Шрифт:
Интервал:
Закладка:
– Прекрасно, – буркнул Авдей. – Вы никогда меня не поддерживаете.
Давид выдохнул в бокал и закатил глаза.
– Для поддержки таких как ты существуют специальные кружки.
– Пошел ты.
– Добавишь, «на хер» и попрощайся с перьями.
– Скажи это своему отцу, который не прочь подёргать за перышки. Особенно маленьких беззащитных девочек.
– Дели контекст, Авдей. Или ты готов взять ответственность за Альберта? Что ж, может тогда поговорим о незаконном сбыте лекарств, которые покрывал Платон?
– Это разные вещи.
– Ты назвал свою сестру – вещью?
Эти разговоры сводили с ума. Их пререкания поспешно переросли в ссору. Будучи изнеможденной сегодняшними событиями, я покинула гостиную и поднялась на второй этаж. Спряталась в пустой комнате, вышла на открытый балкон. Не могла надышаться. Душа будто одеревенела.
Быстрей бы забыть этот ужас.
Лес медленно погружался во мрак, вместе с тем росли мои сомнения. План парней походил на дешёвую месть. Он был импульсивен и не обдуман. Всё не могло быть так просто. Меня не так коробила мысль о раскрытие детской тайны, ведь я и так решила покинуть «Эдем», как пугала возможная сатисфакция.
Что, если люди взбунтуются и не поверят нам? Тогда парни выкопают себе очередную яму, а я не этого не хочу. Неужели, всё это придумал Матвей? Или я его совсем не знаю, или он давно не тот, кого я знала.
– Можно? – спросил Авдей, пройдя в комнату.
Я кивнула.
– Прости, я вижу как ты устала, но должен спросить… То, что ты сказала про Платона – правда? То есть, да это однозначно правда, но как это случилось?
На секунду я напряглась, а после полностью развернулась к брату.

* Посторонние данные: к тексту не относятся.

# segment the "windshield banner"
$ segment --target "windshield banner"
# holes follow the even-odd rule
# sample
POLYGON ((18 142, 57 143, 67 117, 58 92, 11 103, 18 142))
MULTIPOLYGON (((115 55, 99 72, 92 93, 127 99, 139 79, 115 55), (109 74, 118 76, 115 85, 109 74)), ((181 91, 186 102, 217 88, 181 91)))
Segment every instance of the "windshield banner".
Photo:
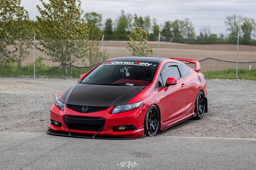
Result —
POLYGON ((109 61, 107 62, 106 65, 141 65, 142 66, 149 66, 152 65, 152 63, 144 63, 141 61, 109 61))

– Тебе нужны подробности? – спросила, не тая грубость.
– Нет, что ты? Не хочу это слышать.
Он сдался, но я видела странный интерес в его глазах. Как и предполагала, Авдей продолжил.

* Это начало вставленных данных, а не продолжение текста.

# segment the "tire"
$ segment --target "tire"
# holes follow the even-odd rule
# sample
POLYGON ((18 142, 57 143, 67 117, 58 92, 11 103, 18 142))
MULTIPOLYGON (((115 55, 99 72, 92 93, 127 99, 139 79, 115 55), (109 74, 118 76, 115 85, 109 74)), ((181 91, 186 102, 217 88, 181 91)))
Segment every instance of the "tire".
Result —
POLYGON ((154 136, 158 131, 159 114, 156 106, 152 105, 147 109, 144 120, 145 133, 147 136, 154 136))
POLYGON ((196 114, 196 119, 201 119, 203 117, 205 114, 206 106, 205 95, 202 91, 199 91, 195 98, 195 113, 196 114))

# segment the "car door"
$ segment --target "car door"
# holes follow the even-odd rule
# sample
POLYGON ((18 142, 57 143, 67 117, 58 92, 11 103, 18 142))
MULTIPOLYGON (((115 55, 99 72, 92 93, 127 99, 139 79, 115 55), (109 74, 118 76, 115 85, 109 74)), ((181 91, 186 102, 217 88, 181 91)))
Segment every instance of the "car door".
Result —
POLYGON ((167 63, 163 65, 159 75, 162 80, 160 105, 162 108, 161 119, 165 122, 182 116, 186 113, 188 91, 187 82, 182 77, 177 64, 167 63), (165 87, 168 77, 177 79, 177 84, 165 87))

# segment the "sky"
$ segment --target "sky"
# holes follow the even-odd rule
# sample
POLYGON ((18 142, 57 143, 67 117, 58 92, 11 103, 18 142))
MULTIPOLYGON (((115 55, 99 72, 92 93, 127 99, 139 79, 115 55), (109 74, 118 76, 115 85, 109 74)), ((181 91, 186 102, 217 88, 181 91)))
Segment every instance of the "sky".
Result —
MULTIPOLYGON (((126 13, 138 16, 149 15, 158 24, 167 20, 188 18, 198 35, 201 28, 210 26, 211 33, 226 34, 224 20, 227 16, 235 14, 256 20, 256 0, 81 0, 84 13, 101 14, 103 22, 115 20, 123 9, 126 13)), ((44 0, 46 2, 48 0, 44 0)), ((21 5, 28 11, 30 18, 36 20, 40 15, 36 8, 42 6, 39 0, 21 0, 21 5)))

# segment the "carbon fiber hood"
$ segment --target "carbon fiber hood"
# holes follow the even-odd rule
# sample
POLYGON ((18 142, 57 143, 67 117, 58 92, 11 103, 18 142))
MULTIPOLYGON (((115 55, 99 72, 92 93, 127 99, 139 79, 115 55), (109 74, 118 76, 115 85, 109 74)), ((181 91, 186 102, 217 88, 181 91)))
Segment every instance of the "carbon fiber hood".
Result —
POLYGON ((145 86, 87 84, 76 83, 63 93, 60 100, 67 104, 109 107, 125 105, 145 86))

– Так Платон тронул тебя? То есть, тронул тебя так… Чёрт, Снежана, ты знаешь, что я хочу спросить.
Пальцы сжались в кулаки.
– Нет, он меня не насиловал, если ты об этом.
– Значит, он прикасался? Трогал тебя как-то неправильно?

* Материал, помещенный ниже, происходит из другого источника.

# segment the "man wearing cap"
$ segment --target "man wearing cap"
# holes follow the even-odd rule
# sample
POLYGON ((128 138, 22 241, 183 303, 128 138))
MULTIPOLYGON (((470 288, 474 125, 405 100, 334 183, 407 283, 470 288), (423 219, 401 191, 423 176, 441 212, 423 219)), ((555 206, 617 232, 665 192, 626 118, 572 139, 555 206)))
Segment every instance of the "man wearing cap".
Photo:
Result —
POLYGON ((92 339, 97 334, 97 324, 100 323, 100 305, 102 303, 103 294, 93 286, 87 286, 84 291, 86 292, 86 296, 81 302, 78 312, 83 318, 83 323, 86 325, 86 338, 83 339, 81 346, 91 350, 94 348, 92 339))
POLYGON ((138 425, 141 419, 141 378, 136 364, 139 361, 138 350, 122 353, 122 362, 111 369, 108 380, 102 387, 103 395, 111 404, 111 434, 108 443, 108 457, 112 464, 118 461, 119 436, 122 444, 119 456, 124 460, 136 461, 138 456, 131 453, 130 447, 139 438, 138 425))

– Да… Нет… Слушай, я была ребёнком. Даже если бы он не прикасался ко мне, его поступку нет оправдания. Я точно чувствовала угрозу и нездоровый интерес.
– Ты не уверена? Просто ответь.
Моё дыхание участилось.
– Не оправдывайся, сестрёнка. Я понимаю.
Нет, он ни черта не понимал, иначе бы не позволил себе подобные вопросы.
– Ты говоришь, что была ребёнком… А что, если тебе показалось? Сама знаешь, как сумбурна детская фантазия.
Я сделала шаг вперёд, словно в попытке напасть, но остановилась, а вместе с тем подавила вспыхнувшее чувство тошноты.
– Ты решил, что я это выдумала? – мой голос треснул.
– Нет, Снежана. Это не так. Просто ты молчала всё время. А сейчас буквально бьёшь молотом по голове. Надя в своё время тоже решила, что была использована, и чем это закончилось?
– Я не вам не Надя, – вырвалось с горечью. – Не смей меня сравнивать.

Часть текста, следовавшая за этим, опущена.